As much as I want to fatten up, as much as hunger kicks in my stomach, I don’t feel like eating. I wish the kicking would just stop and let me go on my merry way.
I painted this afternoon. Well, I squirted paint onto my “canvas” and arranged it just so, because daubing it on is so two-dimensional. Who would have guessed that I’d count a toothpick among my brushes? Or that I’d sprinkle gold eyeshadow over the top of the whole thing? Of course it doesn’t gleam enough; I don’t know what will make the sparkle happen. Also, there is a great gap on the left that I can’t seem to fill. Would gluing an amulet into the space do the trick? This piece was never meant to be flat.
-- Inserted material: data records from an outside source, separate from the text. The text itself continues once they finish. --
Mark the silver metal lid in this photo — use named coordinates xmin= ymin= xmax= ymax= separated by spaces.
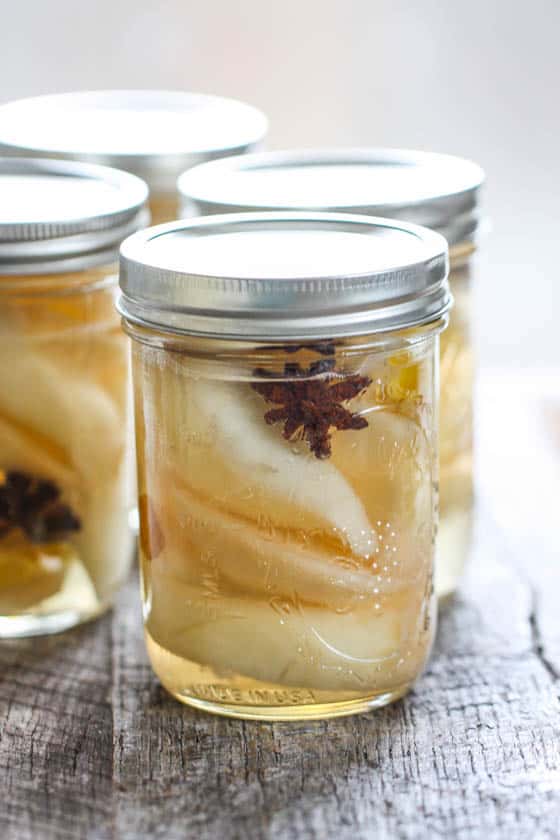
xmin=0 ymin=91 xmax=269 ymax=195
xmin=178 ymin=148 xmax=485 ymax=246
xmin=0 ymin=158 xmax=149 ymax=275
xmin=118 ymin=212 xmax=450 ymax=340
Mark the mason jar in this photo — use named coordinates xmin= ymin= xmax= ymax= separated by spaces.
xmin=178 ymin=149 xmax=484 ymax=600
xmin=0 ymin=90 xmax=268 ymax=225
xmin=0 ymin=158 xmax=148 ymax=637
xmin=119 ymin=212 xmax=450 ymax=720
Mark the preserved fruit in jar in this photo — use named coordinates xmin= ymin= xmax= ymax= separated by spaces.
xmin=0 ymin=158 xmax=147 ymax=636
xmin=120 ymin=211 xmax=450 ymax=719
xmin=178 ymin=149 xmax=484 ymax=599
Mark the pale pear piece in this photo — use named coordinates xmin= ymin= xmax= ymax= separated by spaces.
xmin=330 ymin=406 xmax=434 ymax=578
xmin=331 ymin=405 xmax=431 ymax=502
xmin=147 ymin=570 xmax=429 ymax=692
xmin=151 ymin=366 xmax=377 ymax=558
xmin=0 ymin=341 xmax=125 ymax=481
xmin=157 ymin=469 xmax=407 ymax=607
xmin=440 ymin=343 xmax=472 ymax=463
xmin=0 ymin=412 xmax=77 ymax=492
xmin=74 ymin=469 xmax=134 ymax=597
xmin=436 ymin=506 xmax=473 ymax=600
xmin=0 ymin=340 xmax=131 ymax=595
xmin=439 ymin=453 xmax=472 ymax=511
xmin=0 ymin=406 xmax=131 ymax=596
xmin=34 ymin=328 xmax=129 ymax=407
xmin=35 ymin=556 xmax=99 ymax=617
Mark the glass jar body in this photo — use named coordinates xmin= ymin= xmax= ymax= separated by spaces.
xmin=128 ymin=325 xmax=442 ymax=720
xmin=0 ymin=268 xmax=134 ymax=636
xmin=436 ymin=244 xmax=475 ymax=600
xmin=148 ymin=192 xmax=180 ymax=226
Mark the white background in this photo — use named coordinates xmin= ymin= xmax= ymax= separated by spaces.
xmin=2 ymin=0 xmax=558 ymax=369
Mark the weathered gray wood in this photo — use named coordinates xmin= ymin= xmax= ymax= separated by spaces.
xmin=1 ymin=373 xmax=559 ymax=840
xmin=0 ymin=617 xmax=113 ymax=840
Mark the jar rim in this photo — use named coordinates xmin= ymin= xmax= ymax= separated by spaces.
xmin=118 ymin=211 xmax=451 ymax=341
xmin=0 ymin=91 xmax=268 ymax=194
xmin=178 ymin=148 xmax=485 ymax=246
xmin=0 ymin=157 xmax=148 ymax=275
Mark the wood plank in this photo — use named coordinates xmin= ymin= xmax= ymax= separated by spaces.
xmin=0 ymin=617 xmax=114 ymax=840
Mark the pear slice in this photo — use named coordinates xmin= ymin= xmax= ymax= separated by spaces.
xmin=330 ymin=406 xmax=434 ymax=579
xmin=0 ymin=533 xmax=97 ymax=615
xmin=154 ymin=469 xmax=408 ymax=609
xmin=146 ymin=365 xmax=377 ymax=558
xmin=0 ymin=406 xmax=132 ymax=596
xmin=34 ymin=550 xmax=99 ymax=617
xmin=147 ymin=569 xmax=428 ymax=692
xmin=0 ymin=340 xmax=131 ymax=595
xmin=73 ymin=469 xmax=134 ymax=599
xmin=0 ymin=411 xmax=76 ymax=492
xmin=0 ymin=342 xmax=125 ymax=481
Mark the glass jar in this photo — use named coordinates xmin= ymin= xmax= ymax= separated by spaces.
xmin=178 ymin=149 xmax=484 ymax=600
xmin=0 ymin=158 xmax=148 ymax=637
xmin=0 ymin=91 xmax=268 ymax=225
xmin=438 ymin=243 xmax=475 ymax=597
xmin=119 ymin=211 xmax=450 ymax=720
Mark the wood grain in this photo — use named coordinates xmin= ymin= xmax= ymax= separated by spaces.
xmin=0 ymin=618 xmax=113 ymax=839
xmin=1 ymin=373 xmax=559 ymax=839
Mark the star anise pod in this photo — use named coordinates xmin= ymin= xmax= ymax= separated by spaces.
xmin=251 ymin=355 xmax=372 ymax=459
xmin=0 ymin=470 xmax=81 ymax=544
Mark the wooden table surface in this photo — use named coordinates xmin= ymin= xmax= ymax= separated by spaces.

I’m going to have to go to the art store, I guess, because Aqua-Net really isn’t going to be enough. I need to figure out how best to display it once it’s finished, and what to do with it. Do I make twenty more and ring the gallery in Honeoye Falls, asking to exhibit? How does one go about getting one’s work into the public eye? In many ways, I am a naïve artist.
I really don’t want to mat them before they’re sold, if they sell. If there’s even more than one in me. And what could I charge for it on Etsy? How would I ship it? Who would see it?
The sky is somber like my mood. I should be grateful that today is relatively free of pain. But there is pain. There is sadness that sleep is a gamble: will I wake up with my heart racing, my stomach somewhere in my throat? Will I ever feel refreshed again? Will my dreams dangle everything I want just out of reach, or will they turn into nightmares? Intense pleasure or the horror or rape — which will it be?
There is no escape for me. Not into dreams. So I read until my head hurts, or I play games, or if the mood strikes me, I create. How has my exhaustion not seeped into my work? The piece in progress is so red, so vibrant, like blood singing beneath my skin. I don’t write about sad people; I write about people who are blessed, touched by luck.
If this were the old problem coming back, surely I would want to die. I don’t. I want so desperately to live, without guilt, as someone who paints and writes all day and falls into bed at night next to whoever will live with me. I will have none of these things, so I am learning how to live without them, but the lesson is bitter and the ways I would otherwise sweeten my bitterness are all closed to me.
Does praying help? Show me my way, I would beg, if I truly believed anyone heard me. Show me how to live.